Logo Questions Linux Laravel Mysql Ubuntu Git Menu
 

Preventing task from running on certain thread

I have been struggling a bit with some async await stuff. I am using RabbitMQ for sending/receiving messages between some programs.

As a bit of background, the RabbitMQ client uses 3 or so threads that I can see: A connection thread and two heartbeat threads. Whenever a message is received via TCP, the connection thread handles it and calls a callback which I have supplied via an interface. The documentation says that it is best to avoid doing lots of work during this call since its done on the same thread as the connection and things need to continue on. They supply a QueueingBasicConsumer which has a blocking 'Dequeue' method which is used to wait for a message to be received.

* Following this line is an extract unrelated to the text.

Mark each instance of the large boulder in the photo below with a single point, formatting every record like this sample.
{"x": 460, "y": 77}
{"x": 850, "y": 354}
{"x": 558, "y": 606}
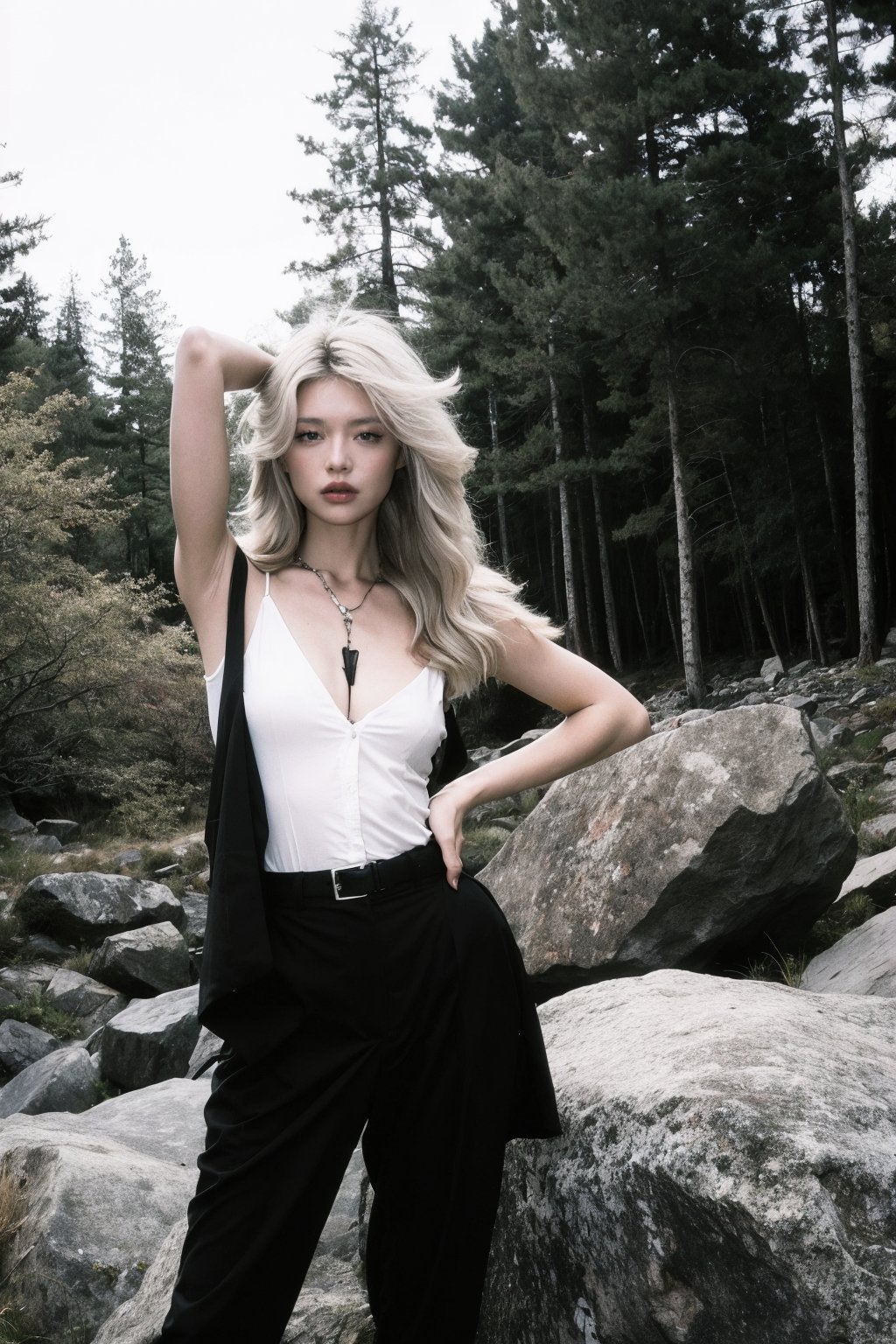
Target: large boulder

I wanted my consumers to be able to actually release their thread context during this waiting time so somebody else could do some work, so I decided to use async/await tasks. I wrote an AwaitableBasicConsumer class which uses TaskCompletionSources in the following fashion:

I have an awaitable Dequeue method:

public Task<RabbitMQ.Client.Events.BasicDeliverEventArgs> DequeueAsync(CancellationToken cancellationToken)
{
    //we are enqueueing a TCS. This is a "read"
    rwLock.EnterReadLock();

    try
    {
        TaskCompletionSource<RabbitMQ.Client.Events.BasicDeliverEventArgs> tcs = new TaskCompletionSource<RabbitMQ.Client.Events.BasicDeliverEventArgs>();

        //if we are cancelled before we finish, this will cause the tcs to become cancelled
        cancellationToken.Register(() =>
        {
            tcs.TrySetCanceled();
        });

        //if there is something in the undelivered queue, the task will be immediately completed
        //otherwise, we queue the task into deliveryTCS
        if (!TryDeliverUndelivered(tcs))
            deliveryTCS.Enqueue(tcs);
        }

        return tcs.Task;
    }
    finally
    {
        rwLock.ExitReadLock();
    }
}

The callback which the rabbitmq client calls fulfills the tasks: This is called from the context of the AMQP Connection thread

public void HandleBasicDeliver(string consumerTag, ulong deliveryTag, bool redelivered, string exchange, string routingKey, RabbitMQ.Client.IBasicProperties properties, byte[] body)
{
    //we want nothing added while we remove. We also block until everybody is done.
    rwLock.EnterWriteLock();
    try
    {
        RabbitMQ.Client.Events.BasicDeliverEventArgs e = new RabbitMQ.Client.Events.BasicDeliverEventArgs(consumerTag, deliveryTag, redelivered, exchange, routingKey, properties, body);

        bool sent = false;
        TaskCompletionSource<RabbitMQ.Client.Events.BasicDeliverEventArgs> tcs;
        while (deliveryTCS.TryDequeue(out tcs))
        {
            //once we manage to actually set somebody's result, we are done with handling this
            if (tcs.TrySetResult(e))
            {
                sent = true;
                break;
            }
        }

        //if nothing was sent, we queue up what we got so that somebody can get it later.
        /**
         * Without the rwlock, this logic would cause concurrency problems in the case where after the while block completes without sending, somebody enqueues themselves. They would get the
         * next message and the person who enqueues after them would get the message received now. Locking prevents that from happening since nobody can add to the queue while we are
         * doing our thing here.
         */
        if (!sent)
        {
            undelivered.Enqueue(e);
        }
    }
    finally
    {
        rwLock.ExitWriteLock();
    }
}

rwLock is a ReaderWriterLockSlim. The two queues (deliveryTCS and undelivered) are ConcurrentQueues.

The problem:

Every once in a while, the method that awaits the dequeue method throws an exception. This would not normally be an issue since that method is also async and so it enters the "Exception" completion state that tasks enter. The problem comes in the situation where the task that calls DequeueAsync is resumed after the await on the AMQP Connection thread that the RabbitMQ client creates. Normally I have seen tasks resume onto the main thread or one of the worker threads floating around. However, when it resumes onto the AMQP thread and an exception is thrown, everything stalls. The task does not enter its "Exception state" and the AMQP Connection thread is left saying that it is executing the method that had the exception occur.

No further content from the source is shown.